Church-state separation expert James Dunn of Wake Forest University Divinity School, who knew Peterson when she worked for the Clergy Leadership Network, said it was likely that the DNC did not want to have its religious adviser get hit with a second wave of attacks over stances on homosexual issues.

Finally, in mid-September, Mike McCurry, former press secretary for President Clinton and an active United Methodist, joined the Kerry team, and Alexia Kelley, who had worked for nine years for the U.S. Conference of Catholic Bishops’ antipoverty programs, was named to succeed Peterson in the DNC religious outreach. McCurry handled most subsequent faith-related questions from the news media, but Kelley also responded to queries and gave interviews.

“I had particular focus on Catholics because of my background,” said Kelley, who now works for a nonprofit environmental organization in Washington. “I felt there was great receptivity to the work we were doing with the party, and that continues today,” she said.

Mara Vanderslice agreed. She and Kelley worked together for two months after the election, making recommendations to the DNC. “What happened to me and Brenda Peterson was very unfortunate,” said Vanderslice. “Everyone in the religious community was very upset when they pulled my access to the press.

“But there has been a sea change since last summer.” There is “enthusiasm not just about speaking the language of faith but about a robust outreach,” she said, adding that she hopes Dean will hire a staff to do religious outreach for the DNC.

Both Vanderslice and Kelley insisted the Democrats now “get it” regarding religious values, a reference perhaps to the title of Wallis’s best-selling book, God’s Politics: Why the Right Gets It Wrong and the Left Doesn’t Get It. The book has given Wallis, editor of Sojourners magazine, new opportunities to give television interviews and to sit down with the Democratic caucus in the U.S. Senate.

Edgar, for his part, said he believes the news media have mistakenly focused on the right-versus-left, conservative-versus-liberal conflicts. “I want the media to think about three segments, particularly the middle,” he said. “I mean the middle who normally do what their doctor, president and maybe minister tells them to do.

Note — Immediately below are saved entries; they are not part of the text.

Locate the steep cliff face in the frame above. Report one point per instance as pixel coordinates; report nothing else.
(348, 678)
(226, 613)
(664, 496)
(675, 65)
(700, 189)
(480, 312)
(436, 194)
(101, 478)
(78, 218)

“In the 2004 elections, that middle group split, but they leaned slightly to the right,” he said. “That’s the group we think needs to hear a clear message on poverty, environment and justice. When I was in Congress in the mid-1970s, the Religious Right began to organize and the political left was on automatic pilot.”

Well into the 1990s, “the religious left was either asleep or focused on branding its own ideas,” Edgar said. Starting with antiwar protests and delegations to Iraq in the fall of 2002, interfaith collaborations have hung together not just on war and peace issues but also on many justice concerns. “As the movement builds this time,” he predicted, “we lower our individual egos and find the common threads.”